One of the criticisms made against originalism by historians is that originalism fails to take into account that word meanings change over time. In particular, historians argue that during important periods, such as the time leading up to the Constitution, word meanings changed. Therefore, originalism is problematic because it assumes that traditional word meanings are stable.
Unfortunately, this charge by historians turns out to be largely mistaken. If some originalists assume that word meanings were stable, then that would be an argument against those originalists. But it would not condemn originalism generally, since nothing in originalism requires that word meanings be stable. And in fact, I believe very few, if any, originalists assume that words meanings are unchanging.
How does originalism properly address the issue of changing meanings? If an originalist were seeking to interpret a constitutional term, then the originalist would look to the meanings that existed at the time of the Constitution. If the traditional meaning continued to exist at that time, then that would certainly be one possible meaning. But a good originalist would also look and see if a new meaning had developed. If a different meaning had developed, then of course the originalist would consider that as another possible meaning.
If there were two possible meanings, that would mean the term was ambiguous. The originalist should them employ the interpretive rules at the time to resolve the ambiguity. One consideration in choosing between the two meaning is which one was more common. Another would involve the evident purpose of the provision. A third would be the structure of the document. There are, of course, others.

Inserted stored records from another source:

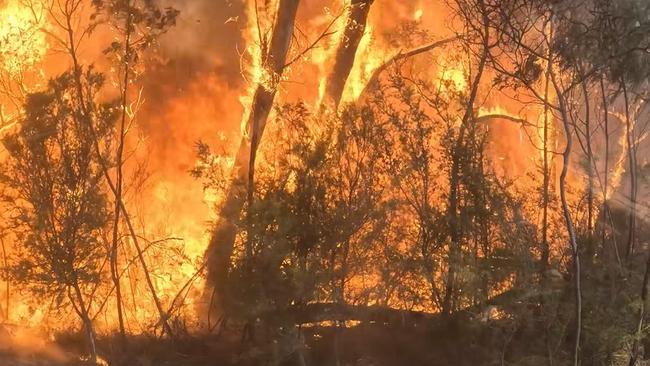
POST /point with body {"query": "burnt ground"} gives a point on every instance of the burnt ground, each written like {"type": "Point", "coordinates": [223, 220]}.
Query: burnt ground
{"type": "Point", "coordinates": [458, 343]}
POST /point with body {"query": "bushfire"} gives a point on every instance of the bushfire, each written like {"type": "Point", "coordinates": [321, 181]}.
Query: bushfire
{"type": "Point", "coordinates": [297, 182]}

The criticism of originalists for assuming stable meanings are often wide of the mark. It is sometimes claimed that the originalist argument, which maintains that the Executive Power Vesting Clause provides the President with a limited foreign affairs powers, assumes stable meanings. But this is not true.
This originalist interpretation argues that the language vesting the executive power in the President provides him with the powers that executives, such as the King of England, typically enjoyed in the 18th Century, minus the executive powers that were given to the Congress (such as the power to declare war) and minus the executive powers that were limited in other ways (such as the power to appoint executive officers, which was to be exercised only with the advice and consent of the Senate).
While this interpretation relies on the traditional meaning of executive power, it does not simply assume that meaning continued. It shows that this meaning fits the structure of the Constitution, providing for an interpretation that fully accounts for the foreign affairs powers of the federal government. And it also shows that the traditional understanding of executive power continued to be used in the Philadelphia Convention itself as well as after the Constitution was adopted by officials as different as Thomas Jefferson and Alexander Hamilton.
Stable meanings certainly make the job of originalist interpretation easier. But good originalism does not assume that they exist and originalist interpretation can be done without them.